El más importante de las letras españolas, en una ceremonia en el paraninfo de Alcalá de Henares
El escritor de crónicas, ensayos y novelas como ‘Y retiemble en sus centros la tierra’, ‘El metal y la escoria’ o ‘Mentideros de la memoria’, casi toda la obra de Celorio se sostiene en la memoria personal, familiar y literaria.
“Me he dedicado mucho a la literatura del yo”, dijo, y aplaudió que esta haya “ampliado sus fronteras”. Tradicionalmente considerada como “la conquista de la tercera persona”, Celorio ha atribuido a Cervantes esa expansión de los límites de la novela.
“Gracias a él, los géneros se han mezclado hasta la promiscuidad, los géneros han dejado de ser compartimentos estancos”, señaló, a la vez que reivindicó la necesidad de hablar de la propia estirpe: “Nadie sabe bien quién es si no sabe de dónde procede”.
El jurado del Cervantes, dotado con 125.000 euros, lo ha distinguido por su “excepcional obra literaria y labor intelectual con la que ha contribuido de manera profunda y sostenida al enriquecimiento del idioma y de la cultura hispana”.
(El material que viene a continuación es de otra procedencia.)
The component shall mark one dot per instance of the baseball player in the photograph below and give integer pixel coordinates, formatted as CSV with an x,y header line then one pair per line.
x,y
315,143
Doctor en Lengua y Literaturas Hispánicas, Celorio es, además de académico, director de la Academia Mexicana de la Lengua, editor y desde 1974 ha impartido clases en diversas instituciones, entre ellas la Universidad Iberoamericana, el Instituto Politécnico Nacional y El Colegio de México, además de haber dirigido la Facultad de Filosofía y Letras de la UNAM entre 1998 y 2000.
Por eso, agradeció al jurado que lo haya visto como “un escritor integral” frente a los que han criticado su “falta de consistencia en el compromiso con la literatura”.
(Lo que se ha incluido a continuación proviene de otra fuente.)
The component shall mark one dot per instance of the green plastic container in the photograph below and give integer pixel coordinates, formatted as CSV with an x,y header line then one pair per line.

Sobre el discurso que pronunciará el próximo jueves, avanzó que hablará de su poética y de su familia, pero también de su lectura del ‘Quijote’, del que destacó “el sentido del humor y el sentido de la libertad”.
El Premio Cervantes 2025 consolida a México como el país latinoamericano con más galardonados con el mayor reconocimiento de las letras en español, ya que con él ya son siete los mexicanos reconocidos.
Celorio se ha declarado “feliz de estar en este edén”, junto a Octavio Paz (1981), Fernando del Paso (2015); Elena Poniatowska (2013); José Emilio Pacheco (2009); Sergio Pitol (2005) y Carlos Fuentes (1987).
Sobre la situación internacional, consideró “pavoroso” lo que está pasando en el mundo y lamentó que la literatura frente a la violencia no puede hacer más que “registrarla, ponderarla y criticarla”.